4) The method can be applied to most online machine learning services, particularly to fields closely related to user privacy, and has wide application scenes.
Drawings
Fig. 1 is a schematic diagram of a network structure of a server and multiple users according to an embodiment of the present invention.
FIG. 2 is a diagram illustrating a server data set and a machine learning model structure according to an embodiment of the present invention.
Fig. 3 is a schematic flow chart of the division of a user data set into data subsets according to an embodiment of the present invention.
FIG. 4 is a diagram illustrating a training process of a machine learning model according to an embodiment of the present invention.
Fig. 5 is a schematic diagram of a data updating process of the online machine learning service according to the embodiment of the present invention.
FIG. 6 is a diagram illustrating model structure update of an online machine learning service according to an embodiment of the present invention.

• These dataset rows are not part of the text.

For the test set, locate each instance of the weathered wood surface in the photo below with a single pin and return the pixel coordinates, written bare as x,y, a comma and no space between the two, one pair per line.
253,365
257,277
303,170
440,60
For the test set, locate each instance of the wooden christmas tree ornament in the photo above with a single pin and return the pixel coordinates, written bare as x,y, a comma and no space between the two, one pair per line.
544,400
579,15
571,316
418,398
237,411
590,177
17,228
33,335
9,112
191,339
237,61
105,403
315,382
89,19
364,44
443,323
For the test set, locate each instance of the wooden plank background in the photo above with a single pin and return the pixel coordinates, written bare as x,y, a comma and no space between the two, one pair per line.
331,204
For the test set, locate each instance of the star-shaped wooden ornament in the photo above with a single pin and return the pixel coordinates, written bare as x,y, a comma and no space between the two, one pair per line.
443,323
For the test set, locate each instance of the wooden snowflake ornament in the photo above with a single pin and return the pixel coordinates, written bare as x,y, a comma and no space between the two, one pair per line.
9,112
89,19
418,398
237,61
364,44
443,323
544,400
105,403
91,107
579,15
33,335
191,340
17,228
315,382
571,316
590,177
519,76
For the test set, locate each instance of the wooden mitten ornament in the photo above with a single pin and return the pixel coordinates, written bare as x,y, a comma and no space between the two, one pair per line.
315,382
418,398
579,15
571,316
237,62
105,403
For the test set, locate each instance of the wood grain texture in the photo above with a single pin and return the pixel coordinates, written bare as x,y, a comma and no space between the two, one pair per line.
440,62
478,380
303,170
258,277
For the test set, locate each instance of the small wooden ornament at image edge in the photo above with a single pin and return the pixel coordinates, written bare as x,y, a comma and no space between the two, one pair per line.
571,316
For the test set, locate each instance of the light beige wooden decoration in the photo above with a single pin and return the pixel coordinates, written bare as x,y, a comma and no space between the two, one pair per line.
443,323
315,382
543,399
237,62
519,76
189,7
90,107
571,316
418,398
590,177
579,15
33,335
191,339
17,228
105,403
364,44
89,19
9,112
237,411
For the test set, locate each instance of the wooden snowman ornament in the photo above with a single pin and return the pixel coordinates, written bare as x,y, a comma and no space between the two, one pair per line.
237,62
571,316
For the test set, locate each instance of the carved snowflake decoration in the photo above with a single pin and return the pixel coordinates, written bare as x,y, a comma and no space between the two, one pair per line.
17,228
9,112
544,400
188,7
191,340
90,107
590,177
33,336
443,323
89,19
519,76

Fig. 7 is a schematic diagram of a data deletion process of the online machine learning service according to an embodiment of the present invention.
FIG. 8 is a diagram illustrating model structure updating of an online machine learning service according to an embodiment of the present invention.
Detailed Description
The invention provides a machine learning model implementation method for supporting continuous data updating and deleting in an online service-oriented scene. In the method, a centralized machine learning model is used by an online machine learning service, and a server collects and collates data and trains a machine learning model for a user to use; and uploading part of data of the user side by the user side, and performing inference tasks by using the model. According to the change of the user's will, the user can dynamically upload new data to the server during the service operation period, or require the server to delete the data which is uploaded by the user.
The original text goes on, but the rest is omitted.